From a behavioural finance perspective, several biases become amplified during these periods:
- Loss aversion: losses feel significantly more painful than equivalent gains feel rewarding, leading investors to prioritise stopping the pain rather than achieving long‑term outcomes.
- Recency bias: recent poor returns are subconsciously extrapolated into the future, making recovery feel unlikely or distant.
- Action bias: doing “something” (selling, switching, going to cash) feels safer than staying the course, even when it is objectively harmful.
Traditional risk profile questionnaires rarely test these reactions. An investor may believe they are comfortable with volatility in calm conditions, but crisis reveals how theory and reality diverge.
Risk Tolerance vs Required Risk
Risk profiles are designed to measure how much risk an investor can tolerate. What they do not answer is the more important question:
How much risk do they actually need to take to achieve their objectives?
An investor with a long investment time horizon and modest income needs may not require an aggressive portfolio to achieve their goals. Conversely, another investor may need to accept a higher level of risk—whether they like it or not—if their objectives are ambitious and time is limited.
This distinction is critical. Taking more risk than necessary exposes investors to emotional stress without improving outcomes. Taking less risk than required increases the likelihood of shortfall. Neither is ideal.
Behaviour as a Design Constraint
An extension of risk required v risk tolerance is understanding that behavioural characteristics should act as a constraint on portfolio design, much like tax, liquidity, or regulatory considerations. A portfolio that looks optimal on paper but cannot be emotionally maintained is not truly suitable.
By aligning risk, goals and behaviour, investors are better equipped to stay invested during periods of volatility, make fewer emotionally driven decisions, and remain focused on outcomes rather than noise.
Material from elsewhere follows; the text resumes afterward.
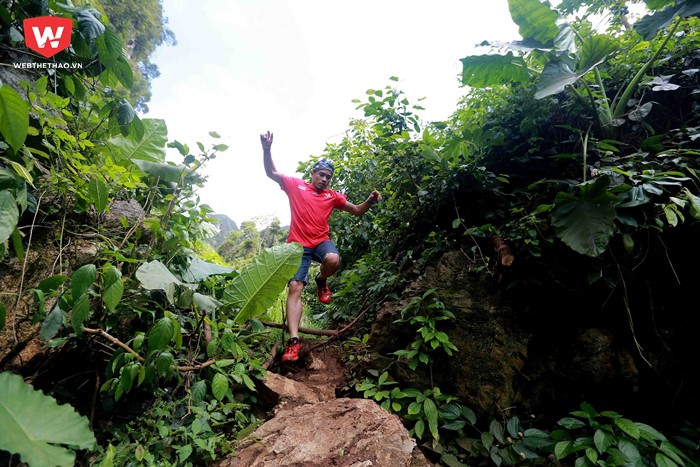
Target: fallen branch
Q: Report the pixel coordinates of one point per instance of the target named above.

Good investment advice lives at the intersection of what is possible, what is required, and what is humanly achievable.
Building Portfolios Around Outcomes
An evidence‑based approach starts with clarity around objectives:
- What is your money meant to provide?
- When do you need it?
- How flexible are those plans?
- Do your existing resources give you a margin of safety?
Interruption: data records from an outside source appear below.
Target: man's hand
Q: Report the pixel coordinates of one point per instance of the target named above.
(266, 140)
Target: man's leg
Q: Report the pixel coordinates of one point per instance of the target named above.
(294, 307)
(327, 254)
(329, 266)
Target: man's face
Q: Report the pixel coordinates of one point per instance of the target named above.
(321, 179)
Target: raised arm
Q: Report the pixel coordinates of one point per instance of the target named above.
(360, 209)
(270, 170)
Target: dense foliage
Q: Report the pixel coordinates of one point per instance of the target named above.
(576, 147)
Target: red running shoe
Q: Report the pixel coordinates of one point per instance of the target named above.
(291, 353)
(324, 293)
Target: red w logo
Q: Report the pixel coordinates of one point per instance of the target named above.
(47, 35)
Only after answering these questions does investment risk take on meaning. Risk becomes a tool — used deliberately and efficiently — rather than something to maximise or minimise in isolation.
This allows portfolios to be structured so that different assets play different roles. Long‑term growth assets are used where growth is genuinely required. More stable assets are used where certainty, capital protection or income is the priority. Each part of the portfolio has a job to do.
From there, risk becomes a tool, not an objective. Growth assets are used where they are genuinely required to meet long‑term goals. Defensive assets are used where stability, income or certainty are more important. This also allows for practical portfolio structures such as:
- Allocating capital into short‑term liquidity with a sole focus of allowing the investor to feel safe.
- Where income is required, allocating sufficient capital to meet the income needs of the investor.
- Allocating funds for long-term growth or as we often refer to it as legacy money. This is the portion of an investor’s portfolio that is about maximising return and building your long-term wealth.
Of note, when portfolios are constructed where each asset is aligned to a specific purpose, the emotional side of investing can often be easily overcome when the investor has confidence that their strategy it clearly and carefully aligned to the outcome they want over time.
Bringing It All Together
The strongest investment strategies sit at the intersection of:
- clearly defined goals and objectives,
- realistic assumptions about what is required to achieve them, and
- an honest understanding of how you experience risk as a human being.
When these elements are aligned, investors are better prepared to remain focused, confident and consistent — regardless of what markets are doing at any point in time.
Because good investing is not about predicting the future, it’s about designing an investment strategy that addresses the things that matter most to you and above all else, to live the life you want.